The story is set at the turn of last century and is based on the classic novel by Mrs. Aeneas Gunn who experienced first hand the resistance of stockmen to the presence of a female and the dilemma of reconciling the role of a white woman in a black man’s country. Jeanie’s housemaids go walkabout, her gardener is sung to death and the white men leave black women behind pregnant. Her husband informs her that it all started with the handing out rations of tobacco and sugar or even before, with colonisation. Still, this pioneer woman begins to make inroads by accompanying the women while they gather bush tucker. At least one goanna was harmed during the making of this movie which apparently took its toll on the cast and crew as well.
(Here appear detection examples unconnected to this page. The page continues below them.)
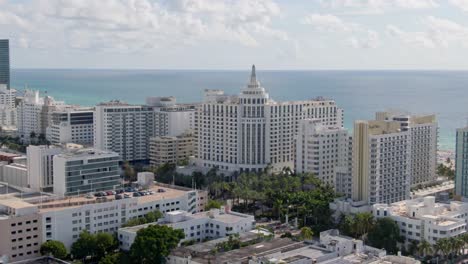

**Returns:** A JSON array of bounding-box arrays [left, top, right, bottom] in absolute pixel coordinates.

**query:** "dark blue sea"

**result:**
[[12, 69, 468, 149]]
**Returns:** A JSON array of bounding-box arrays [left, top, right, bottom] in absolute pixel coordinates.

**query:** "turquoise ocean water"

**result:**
[[12, 69, 468, 152]]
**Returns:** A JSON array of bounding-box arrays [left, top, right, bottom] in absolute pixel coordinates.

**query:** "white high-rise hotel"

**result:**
[[195, 66, 343, 172]]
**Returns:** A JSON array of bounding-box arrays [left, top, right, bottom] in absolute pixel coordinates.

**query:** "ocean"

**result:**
[[11, 69, 468, 150]]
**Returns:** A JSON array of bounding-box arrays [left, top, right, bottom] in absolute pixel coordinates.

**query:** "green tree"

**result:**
[[205, 200, 223, 211], [299, 226, 314, 240], [70, 230, 96, 261], [40, 240, 67, 259], [130, 225, 185, 264], [368, 217, 401, 254], [418, 240, 432, 257]]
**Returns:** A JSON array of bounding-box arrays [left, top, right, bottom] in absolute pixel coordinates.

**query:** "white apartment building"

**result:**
[[352, 120, 411, 205], [149, 134, 195, 167], [46, 108, 94, 146], [195, 66, 343, 172], [53, 149, 122, 196], [17, 90, 66, 142], [0, 84, 17, 127], [373, 196, 468, 245], [0, 198, 43, 263], [146, 96, 195, 136], [26, 145, 64, 191], [118, 207, 255, 250], [94, 101, 154, 161], [38, 185, 206, 248], [295, 119, 349, 186], [376, 112, 438, 186]]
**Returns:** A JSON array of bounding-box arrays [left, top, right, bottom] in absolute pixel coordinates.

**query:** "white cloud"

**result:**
[[301, 14, 380, 48], [321, 0, 438, 14], [387, 16, 468, 48], [0, 0, 288, 52], [448, 0, 468, 12]]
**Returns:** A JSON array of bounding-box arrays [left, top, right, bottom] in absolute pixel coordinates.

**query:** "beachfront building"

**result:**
[[46, 107, 94, 146], [17, 90, 67, 143], [376, 112, 438, 187], [149, 134, 194, 167], [94, 101, 154, 161], [26, 145, 64, 191], [295, 119, 349, 186], [373, 196, 468, 245], [351, 120, 411, 205], [0, 39, 10, 89], [455, 126, 468, 198], [0, 198, 43, 263], [118, 207, 255, 250], [146, 96, 195, 137], [53, 149, 122, 196], [195, 66, 343, 172]]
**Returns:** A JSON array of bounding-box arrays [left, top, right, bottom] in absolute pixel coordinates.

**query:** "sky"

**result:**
[[0, 0, 468, 70]]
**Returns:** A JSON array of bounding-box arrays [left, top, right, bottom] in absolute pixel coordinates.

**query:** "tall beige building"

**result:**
[[150, 134, 194, 167], [352, 120, 411, 204], [376, 112, 438, 186]]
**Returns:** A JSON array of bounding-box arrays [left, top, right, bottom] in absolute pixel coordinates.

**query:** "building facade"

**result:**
[[53, 149, 122, 196], [295, 119, 349, 186], [46, 108, 94, 146], [94, 101, 154, 161], [118, 207, 255, 250], [373, 196, 468, 245], [0, 39, 10, 89], [195, 66, 343, 172], [376, 112, 438, 187], [150, 134, 194, 167], [352, 120, 411, 204], [146, 96, 195, 136], [455, 126, 468, 198], [26, 145, 63, 191]]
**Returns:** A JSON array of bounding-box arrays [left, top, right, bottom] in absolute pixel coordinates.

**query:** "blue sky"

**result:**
[[0, 0, 468, 70]]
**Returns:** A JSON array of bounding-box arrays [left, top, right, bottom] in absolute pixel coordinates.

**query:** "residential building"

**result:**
[[17, 90, 66, 142], [53, 149, 122, 196], [0, 39, 10, 89], [0, 198, 43, 263], [376, 112, 438, 187], [352, 120, 411, 205], [455, 126, 468, 198], [149, 134, 194, 167], [295, 119, 349, 186], [0, 161, 28, 188], [167, 230, 420, 264], [146, 96, 195, 136], [195, 66, 343, 172], [94, 101, 154, 161], [373, 196, 468, 245], [118, 207, 255, 250], [46, 108, 94, 146], [26, 145, 64, 191]]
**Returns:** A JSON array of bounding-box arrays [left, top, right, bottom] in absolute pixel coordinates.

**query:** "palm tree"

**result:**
[[418, 240, 432, 257], [299, 226, 314, 240]]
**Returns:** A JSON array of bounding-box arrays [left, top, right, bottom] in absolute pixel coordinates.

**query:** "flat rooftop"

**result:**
[[37, 185, 187, 212]]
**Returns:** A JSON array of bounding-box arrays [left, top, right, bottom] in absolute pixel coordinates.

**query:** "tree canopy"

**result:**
[[130, 225, 185, 264], [40, 240, 67, 259]]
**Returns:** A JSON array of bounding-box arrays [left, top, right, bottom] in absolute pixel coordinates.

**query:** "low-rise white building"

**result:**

Despite the hardships on and off-screen, the film looks stunning, with opalescent widescreen shots of sunsets and sunrises, thanks to cinematography by Gary Hansen who won an AFI Award for his efforts. The opening credits alone, with a sweeping chopper shot across the endless grass plains where a lone horseman is galloping full throttle, is enough to hook you in and then there’s the beautiful music by Peter Best. Kids in the past might have lapped up the book but the DVD is a wonderful substitute for them today with extras including ‘Back to the Never Never’ and ‘Walkabout Documentary’.